В отличие от Тома Сойера, никакой популярности у сверстников Мишка своим фортелем не приобрел. То ли насвистел великий Марк Твен, то ли менталитет другой… Версию событий, общественное мнение выработало следующую: Мишка, обидевшись на наказание, сбежал из дому, заблудился в лесу и попался злой колдунье. Та его чуть не сожрала, но отче Михаил, с риском для жизни, пацана выручил.
Правдой во всем этом было только то, что Нинея отца Михаила, и вправду, чуть не замочила. Тот же факт, что плененного злой колдуньей отрока запросто навещали родственники, общественность вполне благополучно игнорировала, возможно в воспитательных целях, а уж на что там обиделся сопляк, так это и вообще никого не трогало ни в малейшей степени.
"Вот так, сэр Майкл! Ни тебе желтой прессы, ни тебе папарацци, а результат тот же самый: не Иванов, а Рабинович, не в лотерею, а в преферанс и не сто тысяч, а три рубля".
Со сверстниками отношения не складывались совершенно. Пацан в общем теле, в последнее время, как-то приутих, а взрослому очень уж тошно было принимать участие в детских играх и трепотне. Мишка старался, как мог, но ребятишки видимо чувствовали эту натужность, и к присутствию его в своей кампании относились весьма прохладно.
Совсем другое дело была Юлька. На следующий день после возвращения, Мишка попросил у деда серебряное зеркальце, найденное летом в вещах погибшей язычницы. Дед, разумеется в самых язвительных тонах, поинтересовался, не рано ли внуку девкам подарки таскать, но выслушав рассказ о том, как Юлька его лечила, молча полез в свои закрома и вытащил зеркальце.
— Только не суй как-нибудь, поднеси с почтением, с вежливыми словами, чтоб не подумала: откупаешься, мол, чтоб должником не быть. Понял?
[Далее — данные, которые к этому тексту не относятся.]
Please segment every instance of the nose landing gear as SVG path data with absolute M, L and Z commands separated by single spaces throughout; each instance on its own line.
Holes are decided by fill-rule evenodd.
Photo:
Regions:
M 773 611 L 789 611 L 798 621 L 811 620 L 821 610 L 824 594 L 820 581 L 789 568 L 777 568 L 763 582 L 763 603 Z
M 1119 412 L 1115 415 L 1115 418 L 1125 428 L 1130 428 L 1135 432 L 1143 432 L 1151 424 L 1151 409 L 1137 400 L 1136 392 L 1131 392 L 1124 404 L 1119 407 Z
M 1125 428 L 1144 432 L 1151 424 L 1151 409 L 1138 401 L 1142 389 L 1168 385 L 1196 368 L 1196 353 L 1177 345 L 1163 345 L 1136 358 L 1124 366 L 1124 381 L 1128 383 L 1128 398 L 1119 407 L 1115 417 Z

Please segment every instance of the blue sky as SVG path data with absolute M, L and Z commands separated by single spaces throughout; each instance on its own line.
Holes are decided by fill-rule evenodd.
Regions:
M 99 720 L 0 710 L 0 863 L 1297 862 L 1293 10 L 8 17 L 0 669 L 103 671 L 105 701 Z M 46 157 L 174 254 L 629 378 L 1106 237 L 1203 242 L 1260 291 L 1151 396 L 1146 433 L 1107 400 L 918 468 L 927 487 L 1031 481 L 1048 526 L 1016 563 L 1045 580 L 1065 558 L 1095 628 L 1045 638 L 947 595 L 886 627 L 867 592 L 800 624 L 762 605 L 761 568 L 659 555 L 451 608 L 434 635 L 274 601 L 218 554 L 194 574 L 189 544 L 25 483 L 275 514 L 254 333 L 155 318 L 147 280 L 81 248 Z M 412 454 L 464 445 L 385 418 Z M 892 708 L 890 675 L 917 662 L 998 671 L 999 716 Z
— А если брать не захочет?
— Чтоб девка, да от зеркала отказалась? Кхе! Дите ты еще, Михайла!
— Она — с норовом…
— А лекарке иначе и нельзя! Иди, иди, не бойся, примет она твой подарок.
Обычный для жилья лекарки запах сушеных трав сегодня почти не чувствовался — тетка Настена варила в объемистом горшке что-то чрезвычайно вонючее, у Мишки, вошедшего со свежего воздуха, даже дух перехватило. Креститься тут было не на что, и Мишка по языческому обычаю поклонился очагу.
— Здрава будь матушка Настена, здравствуй Юля!
Только поздоровавшись, Мишка понял, что пришел, похоже, не вовремя. Юлька, явно чем-то крепко расстроенная, зло толкла в ступке нечто, наверняка, лекарственное, глаза и нос у нее покраснели, то ли от смрада, стоявшего в избе, то ли от просившихся наружу слез. Судя по нахохленному виду, скорее всего, имела место вторая причина. Мишка даже хотел было повернуться и уйти, но Настена уже ответила на приветствие и пригласила проходить.
— Ну, Михайла, поправился?
— Да, тетя Настена, спасибо Юле, чуть не с того света вытащила!
— Вот! — тут же подхватила Юлька, видимо продолжая начавшийся до мишкиного прихода разговор. — А ты говоришь: "не надо".
— Не "не надо", а рано! Всякому знанию свое время! Нинея совсем, видать, из ума выжила — ребенка такому учить!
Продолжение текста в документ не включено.